The Fundamental Problem: Math Requires Doing, Not Watching
The most common mistake students make when studying math is treating it like a humanities subject — reading through examples, watching video solutions, re-reading theory sections. This creates a dangerous illusion: you follow the logic, it all makes sense in the moment, so you assume you know it.
This is what cognitive scientists call the "illusion of knowing." You recognise the solution when you see it, but recognition is not the same as the ability to independently produce a solution. The exam doesn't show you the answer — it asks you to generate it from scratch. And that requires a completely different kind of practice.
Math is a procedural skill. Like learning to drive, to type, or to play an instrument, you only improve by doing it yourself — not by watching others do it.
Core Strategies for Studying Math Effectively
Attempt before looking
Always try a problem yourself — even if you don't know where to start. Write down partial thinking. Struggle is where learning occurs.
Understand the "why"
Don't just memorise steps — understand why each step works. Use the Feynman technique: explain the method as if teaching it to a beginner.
Vary your practice
Don't just repeat the same type of problem.
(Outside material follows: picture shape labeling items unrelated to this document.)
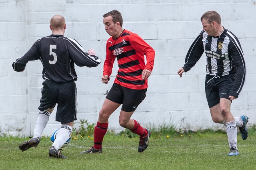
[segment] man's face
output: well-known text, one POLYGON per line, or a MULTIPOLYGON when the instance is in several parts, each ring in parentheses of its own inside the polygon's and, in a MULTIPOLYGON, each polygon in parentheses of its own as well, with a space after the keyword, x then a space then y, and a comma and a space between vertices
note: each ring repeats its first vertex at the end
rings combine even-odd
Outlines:
POLYGON ((116 23, 114 24, 112 16, 109 16, 103 18, 103 23, 105 25, 105 29, 107 33, 110 36, 116 38, 116 35, 118 34, 118 29, 116 27, 116 23))
POLYGON ((213 26, 212 22, 209 23, 208 20, 204 19, 202 21, 202 25, 203 25, 203 30, 205 31, 208 35, 214 36, 215 34, 215 27, 213 26))

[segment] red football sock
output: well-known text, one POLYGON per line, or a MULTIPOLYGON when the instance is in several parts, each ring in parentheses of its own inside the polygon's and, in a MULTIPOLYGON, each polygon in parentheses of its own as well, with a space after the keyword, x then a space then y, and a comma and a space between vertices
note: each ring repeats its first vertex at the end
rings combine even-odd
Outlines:
POLYGON ((130 129, 132 132, 138 135, 140 137, 146 136, 148 135, 148 131, 140 125, 139 122, 133 119, 134 121, 134 126, 130 129))
POLYGON ((101 148, 103 138, 108 131, 108 123, 97 122, 97 125, 94 128, 94 136, 93 140, 93 142, 94 143, 93 147, 96 149, 99 150, 101 148))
Mix problem types within a session (interleaved practice) — it's harder but builds stronger skills.
Review errors carefully
Every wrong answer is a map to a gap. Don't just check the answer — understand exactly where your logic diverged from the correct approach.
Space your practice
Don't cram all chapter 4 practice in one session. Revisit earlier topics regularly. Spaced repetition is as powerful in math as in any other subject.
Use time pressure
Practice under exam conditions. Set a timer. This builds the test-taking fluency that exam performance actually requires.
How to Use Worked Examples Correctly
Worked examples are valuable — but only when used correctly. Most students read through a worked example and think they understand it. The problem is that a worked example shows you the solution, so it bypasses the very cognitive struggle that produces learning.
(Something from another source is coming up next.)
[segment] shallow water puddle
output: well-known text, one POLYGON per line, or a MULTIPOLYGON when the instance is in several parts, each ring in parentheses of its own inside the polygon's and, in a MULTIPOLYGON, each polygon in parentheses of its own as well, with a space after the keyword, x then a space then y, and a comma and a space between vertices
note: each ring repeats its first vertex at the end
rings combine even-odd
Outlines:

Here's how to use worked examples productively:
- Attempt the problem first — even if you only get partway. Write down your thinking.
- Read the worked example — now compare their approach to yours step by step.
- Identify the divergence point — exactly where did your reasoning differ? What principle or technique were you missing?
- Close the book and redo it — immediately repeat the problem from scratch, this time without looking. This is when the learning actually sticks.
Build an unlimited practice bank with AI
One of the most practical ways to study math is to have an unlimited supply of practice problems. Revaldo AI's quiz generator can create practice questions on any math topic — algebra, calculus, statistics, geometry — so you never run out of new problems to test yourself with. Each session is different, building genuine fluency rather than pattern-matching to a fixed question set.
The Week Before a Math Exam: What to Do
The final week before a math exam is not the time to learn new material — it's the time to close gaps and build fluency. Here's how to structure it:
- Day 7–5: Complete a full audit of all topic areas. For each topic, work two or three problems without notes. Mark any where you struggled.
- Day 4–3: Focus exclusively on weak areas. Work more problems, review errors, re-practice until you can solve each type consistently.
- Day 2: Mixed practice — problems from all chapters in random order. This is what the exam looks like. Build the pattern-recognition that lets you quickly categorise a problem type.
- Day 1: Light review only. Revisit formulas and key methods briefly. No new material. Sleep is more valuable than cramming at this stage.